In the proof of Proposition 3.3.3-b(ii) in Bruns & Herzog, the authors write that it is trivial that $\dim \operatorname{Ext}_R^d(M,C)=0$.
After thinking about it for some time i came up with the following argument, which is however far from trivial.

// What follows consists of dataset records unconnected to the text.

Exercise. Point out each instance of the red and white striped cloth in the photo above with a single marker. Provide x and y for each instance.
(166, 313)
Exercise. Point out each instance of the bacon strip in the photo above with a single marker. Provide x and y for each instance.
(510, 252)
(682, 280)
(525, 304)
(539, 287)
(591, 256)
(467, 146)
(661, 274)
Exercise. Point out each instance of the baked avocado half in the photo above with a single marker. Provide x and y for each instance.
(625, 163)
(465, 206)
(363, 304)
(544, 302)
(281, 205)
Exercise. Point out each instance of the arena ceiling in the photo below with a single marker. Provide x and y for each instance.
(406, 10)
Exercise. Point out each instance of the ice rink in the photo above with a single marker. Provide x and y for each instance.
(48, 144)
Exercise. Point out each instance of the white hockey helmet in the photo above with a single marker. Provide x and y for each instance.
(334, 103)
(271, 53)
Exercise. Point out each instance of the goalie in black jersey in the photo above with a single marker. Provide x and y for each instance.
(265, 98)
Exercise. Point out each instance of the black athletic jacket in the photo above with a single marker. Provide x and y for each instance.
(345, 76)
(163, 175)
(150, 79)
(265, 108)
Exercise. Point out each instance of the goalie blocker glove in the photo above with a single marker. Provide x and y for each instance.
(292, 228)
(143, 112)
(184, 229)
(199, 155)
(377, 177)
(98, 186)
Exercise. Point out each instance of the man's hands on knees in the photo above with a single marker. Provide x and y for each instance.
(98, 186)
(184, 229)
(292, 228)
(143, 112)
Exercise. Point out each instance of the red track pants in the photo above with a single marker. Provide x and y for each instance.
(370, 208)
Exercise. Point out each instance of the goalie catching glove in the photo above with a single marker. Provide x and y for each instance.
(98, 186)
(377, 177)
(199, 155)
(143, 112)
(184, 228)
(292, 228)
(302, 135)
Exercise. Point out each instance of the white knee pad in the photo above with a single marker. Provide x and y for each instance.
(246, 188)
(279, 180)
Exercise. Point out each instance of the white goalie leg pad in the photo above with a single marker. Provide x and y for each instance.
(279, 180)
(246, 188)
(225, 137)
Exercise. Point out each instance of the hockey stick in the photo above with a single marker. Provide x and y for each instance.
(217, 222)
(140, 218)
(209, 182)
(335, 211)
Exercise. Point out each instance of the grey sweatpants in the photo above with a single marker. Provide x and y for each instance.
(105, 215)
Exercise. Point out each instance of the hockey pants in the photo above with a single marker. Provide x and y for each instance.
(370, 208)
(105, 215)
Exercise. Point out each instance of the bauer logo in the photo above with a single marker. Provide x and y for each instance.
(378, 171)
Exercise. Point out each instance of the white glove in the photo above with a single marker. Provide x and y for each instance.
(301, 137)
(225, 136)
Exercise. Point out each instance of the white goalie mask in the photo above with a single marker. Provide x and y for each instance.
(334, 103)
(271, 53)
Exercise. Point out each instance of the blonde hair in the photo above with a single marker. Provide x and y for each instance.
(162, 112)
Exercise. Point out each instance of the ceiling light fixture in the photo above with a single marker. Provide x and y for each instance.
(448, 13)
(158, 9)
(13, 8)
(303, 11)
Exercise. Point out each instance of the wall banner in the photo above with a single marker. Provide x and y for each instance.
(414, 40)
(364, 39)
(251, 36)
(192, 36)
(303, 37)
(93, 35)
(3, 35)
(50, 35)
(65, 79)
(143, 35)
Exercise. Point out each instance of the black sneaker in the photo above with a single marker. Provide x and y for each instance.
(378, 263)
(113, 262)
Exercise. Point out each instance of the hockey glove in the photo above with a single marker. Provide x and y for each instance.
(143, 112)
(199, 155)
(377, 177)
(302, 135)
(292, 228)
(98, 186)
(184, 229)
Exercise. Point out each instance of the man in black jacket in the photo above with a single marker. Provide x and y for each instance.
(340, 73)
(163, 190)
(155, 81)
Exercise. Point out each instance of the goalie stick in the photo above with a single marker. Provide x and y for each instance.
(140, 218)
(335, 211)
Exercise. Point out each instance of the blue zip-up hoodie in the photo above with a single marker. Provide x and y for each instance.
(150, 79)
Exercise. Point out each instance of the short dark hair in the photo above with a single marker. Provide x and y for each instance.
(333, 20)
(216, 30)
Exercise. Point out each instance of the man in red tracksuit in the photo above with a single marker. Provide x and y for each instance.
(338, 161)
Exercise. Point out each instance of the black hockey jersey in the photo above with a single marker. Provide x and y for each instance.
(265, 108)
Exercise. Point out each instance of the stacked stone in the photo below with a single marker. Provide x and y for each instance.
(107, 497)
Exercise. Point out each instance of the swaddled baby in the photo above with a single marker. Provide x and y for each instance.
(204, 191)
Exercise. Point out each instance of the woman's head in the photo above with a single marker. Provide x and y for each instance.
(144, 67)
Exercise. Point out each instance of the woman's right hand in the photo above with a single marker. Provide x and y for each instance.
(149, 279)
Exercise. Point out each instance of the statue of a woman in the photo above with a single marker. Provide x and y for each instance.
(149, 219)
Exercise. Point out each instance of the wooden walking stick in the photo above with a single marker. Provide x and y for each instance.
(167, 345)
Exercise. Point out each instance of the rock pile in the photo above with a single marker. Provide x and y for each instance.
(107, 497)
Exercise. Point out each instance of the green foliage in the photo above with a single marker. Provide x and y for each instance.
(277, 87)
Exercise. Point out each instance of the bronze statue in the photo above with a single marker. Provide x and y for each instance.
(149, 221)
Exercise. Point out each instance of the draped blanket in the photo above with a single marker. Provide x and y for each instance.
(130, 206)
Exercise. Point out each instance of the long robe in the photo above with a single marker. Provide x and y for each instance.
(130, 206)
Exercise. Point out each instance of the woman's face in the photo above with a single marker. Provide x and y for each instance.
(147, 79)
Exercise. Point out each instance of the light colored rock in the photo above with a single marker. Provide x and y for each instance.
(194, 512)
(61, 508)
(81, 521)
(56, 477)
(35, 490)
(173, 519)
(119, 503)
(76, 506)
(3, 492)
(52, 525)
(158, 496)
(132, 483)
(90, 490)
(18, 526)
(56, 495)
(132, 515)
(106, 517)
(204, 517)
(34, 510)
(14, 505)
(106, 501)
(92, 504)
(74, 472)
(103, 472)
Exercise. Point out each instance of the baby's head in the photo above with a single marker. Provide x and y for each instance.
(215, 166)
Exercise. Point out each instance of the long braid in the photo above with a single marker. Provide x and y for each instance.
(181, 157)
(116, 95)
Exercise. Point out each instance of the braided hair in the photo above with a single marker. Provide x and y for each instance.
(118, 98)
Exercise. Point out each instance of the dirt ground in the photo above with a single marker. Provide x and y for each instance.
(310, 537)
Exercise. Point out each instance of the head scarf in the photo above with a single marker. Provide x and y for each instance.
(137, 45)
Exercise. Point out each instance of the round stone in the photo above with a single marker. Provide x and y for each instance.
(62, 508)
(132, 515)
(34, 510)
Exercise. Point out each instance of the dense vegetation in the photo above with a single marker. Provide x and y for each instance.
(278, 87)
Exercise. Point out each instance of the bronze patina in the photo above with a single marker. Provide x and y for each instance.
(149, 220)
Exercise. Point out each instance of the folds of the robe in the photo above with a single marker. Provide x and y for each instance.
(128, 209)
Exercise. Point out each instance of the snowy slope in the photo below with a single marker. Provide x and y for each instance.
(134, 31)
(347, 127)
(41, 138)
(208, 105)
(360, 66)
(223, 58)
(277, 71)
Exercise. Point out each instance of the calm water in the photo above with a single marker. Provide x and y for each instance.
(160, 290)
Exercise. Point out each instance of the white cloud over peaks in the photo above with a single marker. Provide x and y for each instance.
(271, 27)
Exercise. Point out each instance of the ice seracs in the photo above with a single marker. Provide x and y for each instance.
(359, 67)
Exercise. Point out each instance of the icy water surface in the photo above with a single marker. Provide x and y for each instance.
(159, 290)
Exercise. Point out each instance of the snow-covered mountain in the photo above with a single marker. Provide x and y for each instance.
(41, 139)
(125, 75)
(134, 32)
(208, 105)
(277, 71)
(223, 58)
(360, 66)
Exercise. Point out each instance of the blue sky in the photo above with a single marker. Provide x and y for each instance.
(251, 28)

My argument: Since $\operatorname{height} \operatorname{ann}(M) = d$, there exist elements $x_1,\dots,x_d$ in $\operatorname{ann}(M)$ such that $\operatorname{height}(x_1,\dots,x_i) = i$. Since $\dim C = d$, the $x_i$ give rise to a $C$-regular sequence, denoted $\underline{x}$, which lies in $\operatorname{ann}(M)$. Then by Lemma 1.2.4 in the same book we have that $\operatorname{Ext}_R^d(M,C) \cong \operatorname{Hom}_R(M,C/\underline{x}C)$. Then by exercise 1.2.27 in the same book we have that $\operatorname{Ass}_R \left[\operatorname{Hom}_R(M,C/\underline{x}C)\right] = \operatorname{Supp}_R M \cap \operatorname{Ass}_R C/\underline{x}C = \left\{m\right\}$. Hence $m$ is a minimal prime of $\operatorname{Ext}_R^d(M,C)$ and so this latter module must have Krull dimension equal to zero.
Question 1: Any comments on my argument?
Question 2: Any idea what Bruns&Herzog were having in mind as "trivial" argument?
This is easily shown once you notice that $\operatorname{Supp}\operatorname{Ext}_R^i(M,N)\subseteq\operatorname{Supp} M\cap\operatorname{Supp}N$.